La locura de Nomdedeu le lleva a un extremo que sigue abofeteando cuando lo lees, pero se compagina con ratos de lucidez en los que todo es pedir perdón y agarrarse al juramento de Hipócrates, asistir a los vecinos y consumirse haciendo lo que buenamente puede. Pero la impotencia le ataca una y otra vez en forma de locura, y lo que no casa bien en la novela es que el narrador sea capaz de comprenderlo. Es difícil congraciarse con quien te ha querido matar o comerse a uno de tus seres queridos. Ahí la cosa se acartona porque no hay soluciones trágicas, porque después del llegar al extremo pretende desandar la historia. Y ya no se puede. Nomdedeu es un héroe trágico que no puede salvarse. Es una rata y cabe en la larga descripción que nos ofrece Galdós de un ejército de ratas y de cómo se protegen de ellas los niños y las tratan de cazar. A la rata mayor la llaman Napoleón.

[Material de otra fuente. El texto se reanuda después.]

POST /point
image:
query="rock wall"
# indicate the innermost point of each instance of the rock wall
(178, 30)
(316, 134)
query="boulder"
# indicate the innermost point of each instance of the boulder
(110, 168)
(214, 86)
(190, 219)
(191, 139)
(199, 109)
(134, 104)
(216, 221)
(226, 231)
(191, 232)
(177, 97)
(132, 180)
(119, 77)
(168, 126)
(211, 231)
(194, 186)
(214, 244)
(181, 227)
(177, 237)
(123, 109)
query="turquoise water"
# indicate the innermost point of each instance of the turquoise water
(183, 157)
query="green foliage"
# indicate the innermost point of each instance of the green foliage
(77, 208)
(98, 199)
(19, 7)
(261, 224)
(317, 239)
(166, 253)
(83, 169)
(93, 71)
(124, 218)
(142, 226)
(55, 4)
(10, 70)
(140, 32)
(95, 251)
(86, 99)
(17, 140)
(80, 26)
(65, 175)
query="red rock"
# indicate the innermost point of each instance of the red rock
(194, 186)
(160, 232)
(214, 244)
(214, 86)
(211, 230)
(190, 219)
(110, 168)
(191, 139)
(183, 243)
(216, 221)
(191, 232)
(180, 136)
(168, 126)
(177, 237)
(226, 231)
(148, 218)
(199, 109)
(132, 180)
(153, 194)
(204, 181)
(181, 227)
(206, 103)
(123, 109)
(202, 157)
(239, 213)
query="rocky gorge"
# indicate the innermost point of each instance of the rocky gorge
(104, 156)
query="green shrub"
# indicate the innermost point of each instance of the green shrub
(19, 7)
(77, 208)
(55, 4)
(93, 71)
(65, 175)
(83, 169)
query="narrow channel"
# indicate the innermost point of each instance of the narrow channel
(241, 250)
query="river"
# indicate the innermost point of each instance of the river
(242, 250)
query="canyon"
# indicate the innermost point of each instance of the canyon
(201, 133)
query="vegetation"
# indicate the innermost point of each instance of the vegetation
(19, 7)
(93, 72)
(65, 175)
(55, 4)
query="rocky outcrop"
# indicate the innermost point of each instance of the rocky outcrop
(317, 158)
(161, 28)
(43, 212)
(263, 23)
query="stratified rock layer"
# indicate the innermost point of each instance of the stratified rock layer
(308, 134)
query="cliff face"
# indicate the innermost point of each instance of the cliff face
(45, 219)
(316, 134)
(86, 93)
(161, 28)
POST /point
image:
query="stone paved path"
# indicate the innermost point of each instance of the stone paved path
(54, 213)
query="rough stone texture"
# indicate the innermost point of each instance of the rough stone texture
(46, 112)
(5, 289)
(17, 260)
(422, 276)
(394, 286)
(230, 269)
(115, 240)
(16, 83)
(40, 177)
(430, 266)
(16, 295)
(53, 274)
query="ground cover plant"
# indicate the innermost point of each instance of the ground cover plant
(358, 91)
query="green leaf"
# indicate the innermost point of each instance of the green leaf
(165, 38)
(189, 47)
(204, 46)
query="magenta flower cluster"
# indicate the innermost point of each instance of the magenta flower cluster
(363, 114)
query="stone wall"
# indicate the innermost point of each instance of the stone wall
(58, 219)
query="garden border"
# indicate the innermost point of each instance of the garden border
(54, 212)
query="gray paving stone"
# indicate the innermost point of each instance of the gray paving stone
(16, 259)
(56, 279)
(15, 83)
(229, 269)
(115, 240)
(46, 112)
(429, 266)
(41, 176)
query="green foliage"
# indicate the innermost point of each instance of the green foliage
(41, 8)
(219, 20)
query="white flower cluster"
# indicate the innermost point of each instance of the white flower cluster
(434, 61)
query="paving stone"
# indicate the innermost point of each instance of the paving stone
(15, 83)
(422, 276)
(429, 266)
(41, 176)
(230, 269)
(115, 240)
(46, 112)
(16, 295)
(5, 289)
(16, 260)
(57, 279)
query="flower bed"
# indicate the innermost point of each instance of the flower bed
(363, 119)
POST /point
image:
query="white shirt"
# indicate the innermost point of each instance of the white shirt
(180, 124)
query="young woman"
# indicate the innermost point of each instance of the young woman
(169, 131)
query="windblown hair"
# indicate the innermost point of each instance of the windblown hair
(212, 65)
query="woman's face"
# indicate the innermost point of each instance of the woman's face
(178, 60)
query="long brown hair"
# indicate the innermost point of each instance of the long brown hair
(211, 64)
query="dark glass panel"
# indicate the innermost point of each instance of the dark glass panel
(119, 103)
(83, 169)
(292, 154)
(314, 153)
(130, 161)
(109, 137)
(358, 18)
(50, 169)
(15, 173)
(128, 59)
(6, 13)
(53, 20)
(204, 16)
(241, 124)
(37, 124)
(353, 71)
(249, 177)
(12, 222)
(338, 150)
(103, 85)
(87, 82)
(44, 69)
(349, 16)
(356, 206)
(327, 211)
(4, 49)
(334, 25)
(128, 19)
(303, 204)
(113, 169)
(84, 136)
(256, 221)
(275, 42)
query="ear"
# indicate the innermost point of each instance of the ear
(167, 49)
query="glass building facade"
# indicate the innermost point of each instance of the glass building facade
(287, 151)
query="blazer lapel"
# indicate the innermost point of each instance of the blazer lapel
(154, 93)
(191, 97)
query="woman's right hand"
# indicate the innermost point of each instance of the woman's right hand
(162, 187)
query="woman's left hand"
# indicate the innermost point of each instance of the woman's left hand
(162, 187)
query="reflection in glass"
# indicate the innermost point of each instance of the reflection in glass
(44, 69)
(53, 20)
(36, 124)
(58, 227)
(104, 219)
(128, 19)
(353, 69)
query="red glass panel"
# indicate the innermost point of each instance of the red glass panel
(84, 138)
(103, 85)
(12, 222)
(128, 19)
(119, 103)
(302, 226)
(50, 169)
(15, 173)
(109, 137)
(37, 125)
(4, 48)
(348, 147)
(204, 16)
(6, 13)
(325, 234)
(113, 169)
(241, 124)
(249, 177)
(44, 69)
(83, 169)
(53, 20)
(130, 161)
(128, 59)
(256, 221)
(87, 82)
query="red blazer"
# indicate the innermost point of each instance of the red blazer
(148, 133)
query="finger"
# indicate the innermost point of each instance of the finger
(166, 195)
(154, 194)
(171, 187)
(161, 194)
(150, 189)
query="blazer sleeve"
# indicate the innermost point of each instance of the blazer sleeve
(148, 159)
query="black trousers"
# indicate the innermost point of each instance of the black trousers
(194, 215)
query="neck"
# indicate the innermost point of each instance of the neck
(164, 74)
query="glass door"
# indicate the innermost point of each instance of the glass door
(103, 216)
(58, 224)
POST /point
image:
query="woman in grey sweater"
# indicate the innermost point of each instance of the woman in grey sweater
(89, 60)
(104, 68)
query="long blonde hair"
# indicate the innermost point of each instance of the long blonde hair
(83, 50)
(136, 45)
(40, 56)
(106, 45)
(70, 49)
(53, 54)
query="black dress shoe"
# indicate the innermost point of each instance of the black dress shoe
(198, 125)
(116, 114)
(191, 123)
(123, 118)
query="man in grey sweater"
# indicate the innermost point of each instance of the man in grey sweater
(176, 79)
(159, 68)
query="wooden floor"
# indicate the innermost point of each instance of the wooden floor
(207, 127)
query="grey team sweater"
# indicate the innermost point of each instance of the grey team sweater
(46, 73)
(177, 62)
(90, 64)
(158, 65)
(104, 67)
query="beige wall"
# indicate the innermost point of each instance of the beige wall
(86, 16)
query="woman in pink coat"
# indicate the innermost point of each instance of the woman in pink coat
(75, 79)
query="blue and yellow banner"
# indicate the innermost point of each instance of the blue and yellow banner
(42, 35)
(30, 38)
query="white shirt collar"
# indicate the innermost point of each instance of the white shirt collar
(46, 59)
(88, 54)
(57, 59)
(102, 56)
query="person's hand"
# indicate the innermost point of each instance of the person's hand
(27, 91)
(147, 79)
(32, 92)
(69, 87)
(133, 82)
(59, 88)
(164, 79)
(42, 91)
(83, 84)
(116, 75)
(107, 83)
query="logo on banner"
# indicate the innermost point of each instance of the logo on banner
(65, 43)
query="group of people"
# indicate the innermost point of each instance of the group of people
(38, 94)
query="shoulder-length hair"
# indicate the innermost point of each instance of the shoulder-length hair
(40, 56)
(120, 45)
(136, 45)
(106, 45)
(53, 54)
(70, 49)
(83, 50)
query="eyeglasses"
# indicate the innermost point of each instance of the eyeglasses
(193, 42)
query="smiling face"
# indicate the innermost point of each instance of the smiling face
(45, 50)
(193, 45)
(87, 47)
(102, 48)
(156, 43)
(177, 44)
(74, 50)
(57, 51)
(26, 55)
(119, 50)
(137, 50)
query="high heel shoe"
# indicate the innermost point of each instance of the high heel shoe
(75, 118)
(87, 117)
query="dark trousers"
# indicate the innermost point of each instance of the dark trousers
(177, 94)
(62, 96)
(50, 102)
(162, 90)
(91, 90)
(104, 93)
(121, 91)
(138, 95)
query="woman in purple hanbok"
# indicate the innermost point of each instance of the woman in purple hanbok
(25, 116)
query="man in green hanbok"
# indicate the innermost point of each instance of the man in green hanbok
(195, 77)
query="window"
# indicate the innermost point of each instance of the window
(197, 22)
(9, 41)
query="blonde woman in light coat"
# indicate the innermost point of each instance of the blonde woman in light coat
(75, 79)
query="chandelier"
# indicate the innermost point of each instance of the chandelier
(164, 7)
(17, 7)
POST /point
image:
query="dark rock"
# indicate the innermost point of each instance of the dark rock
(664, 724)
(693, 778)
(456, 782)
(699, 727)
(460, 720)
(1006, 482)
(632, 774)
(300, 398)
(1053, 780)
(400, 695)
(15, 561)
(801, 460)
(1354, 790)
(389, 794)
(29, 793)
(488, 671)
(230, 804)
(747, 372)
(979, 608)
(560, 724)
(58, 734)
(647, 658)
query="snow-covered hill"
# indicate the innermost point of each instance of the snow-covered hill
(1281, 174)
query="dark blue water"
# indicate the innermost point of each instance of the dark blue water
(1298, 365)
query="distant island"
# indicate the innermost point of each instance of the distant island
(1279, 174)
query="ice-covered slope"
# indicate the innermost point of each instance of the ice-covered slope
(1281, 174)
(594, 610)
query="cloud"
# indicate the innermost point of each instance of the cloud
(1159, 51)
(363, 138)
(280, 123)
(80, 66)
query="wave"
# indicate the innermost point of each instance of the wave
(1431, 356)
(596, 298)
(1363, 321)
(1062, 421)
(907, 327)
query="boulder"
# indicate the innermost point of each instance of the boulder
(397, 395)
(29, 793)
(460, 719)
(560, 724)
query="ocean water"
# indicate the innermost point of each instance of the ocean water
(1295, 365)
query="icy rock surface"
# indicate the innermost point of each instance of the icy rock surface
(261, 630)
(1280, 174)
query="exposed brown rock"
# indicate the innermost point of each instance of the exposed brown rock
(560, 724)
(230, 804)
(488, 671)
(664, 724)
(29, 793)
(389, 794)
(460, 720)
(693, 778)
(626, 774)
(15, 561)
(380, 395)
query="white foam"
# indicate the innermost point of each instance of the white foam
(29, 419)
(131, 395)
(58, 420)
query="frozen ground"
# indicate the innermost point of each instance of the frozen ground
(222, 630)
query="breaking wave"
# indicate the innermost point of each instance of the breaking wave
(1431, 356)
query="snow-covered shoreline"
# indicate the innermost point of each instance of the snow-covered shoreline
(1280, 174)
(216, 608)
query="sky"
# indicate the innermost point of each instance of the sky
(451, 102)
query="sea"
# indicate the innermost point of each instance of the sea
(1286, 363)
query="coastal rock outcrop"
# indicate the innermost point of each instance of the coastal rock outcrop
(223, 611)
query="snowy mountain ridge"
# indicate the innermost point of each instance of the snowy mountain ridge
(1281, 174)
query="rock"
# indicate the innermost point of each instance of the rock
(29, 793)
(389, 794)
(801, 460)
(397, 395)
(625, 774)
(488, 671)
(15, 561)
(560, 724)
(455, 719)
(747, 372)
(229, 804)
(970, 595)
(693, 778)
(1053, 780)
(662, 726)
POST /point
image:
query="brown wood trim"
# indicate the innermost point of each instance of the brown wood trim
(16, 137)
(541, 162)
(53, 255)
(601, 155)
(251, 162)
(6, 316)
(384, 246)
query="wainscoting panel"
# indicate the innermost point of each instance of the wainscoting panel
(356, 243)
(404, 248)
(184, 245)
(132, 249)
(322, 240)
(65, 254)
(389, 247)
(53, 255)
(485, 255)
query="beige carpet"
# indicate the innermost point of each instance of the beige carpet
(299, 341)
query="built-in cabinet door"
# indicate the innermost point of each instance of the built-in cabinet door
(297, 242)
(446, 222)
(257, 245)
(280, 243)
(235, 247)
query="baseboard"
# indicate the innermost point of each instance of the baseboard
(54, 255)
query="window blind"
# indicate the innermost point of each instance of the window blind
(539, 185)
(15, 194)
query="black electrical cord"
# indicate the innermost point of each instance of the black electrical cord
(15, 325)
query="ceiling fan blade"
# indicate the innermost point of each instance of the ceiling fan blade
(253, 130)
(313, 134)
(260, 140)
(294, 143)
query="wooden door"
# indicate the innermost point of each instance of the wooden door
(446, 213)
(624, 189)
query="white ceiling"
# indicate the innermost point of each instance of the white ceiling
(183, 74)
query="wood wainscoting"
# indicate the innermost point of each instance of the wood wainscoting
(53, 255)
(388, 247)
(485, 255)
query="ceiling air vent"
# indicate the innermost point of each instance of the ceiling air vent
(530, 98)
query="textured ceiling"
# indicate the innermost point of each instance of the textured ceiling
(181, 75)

Da la sensación de que, después de recorrer esos extremos de arroyos fétidos, y de no llegar a más final que al alivio de que aquello se termine, Galdós trata de dejar un buen sabor de boca con dos episodios más o menos discutibles. El primero consiste en otorgar un protagonismo que no merecía al gobernador don Mariano Álvarez. Durante toda la novela nos lo ha mostrado como un individuo que, como en Zaragoza, resiste al precio que sea. Él come, pero el resto no. Sin embargo, al final se lía Galdós en una fanfarria heroica del individuo que no nos acabamos de creer. No con esos antecedentes, desde luego. Es como si necesitase un inventario del material sobrante y para ofrecernos los datos históricos del asedio se valiera de un vía crucis de quien antes no padeció tanto como el pobre Gasparó. Él sufre su particular sitio después de que lo hayan sufrido bajo sus órdenes todos sus vecinos.
Todo esto queda pasado a limpio para la historia, y aún me pregunto si no es una ironía, algo así como decir que esta es la historia oficial, la de los bigotazos y los monumentos, la historia de gobernadores heroicos que tendremos que escuchar, pero atrás queda la otra, que no se presta tanto a la emoción patriótica.
El otro episodio ya sucede en Cádiz. Ya habla Gabriel, ya se encuentra, con la misma solvencia geográfica con que se la encontró en Córdoba, a la maravillosa Amaranta, a quien había dejado dos episodios atrás, en Napoleón en Chamartín. Yo creo que sólo cuando Galdós vuelve a pronunciar su nombre se me va de la cabeza la figura de las ratas. Cuando se oye el vestido de Inés que sale al encuentro de Gabriel, uno se levanta y coge el siguiente tomo, Cádiz, y sigue leyendo. Ha vuelto a salir el sol.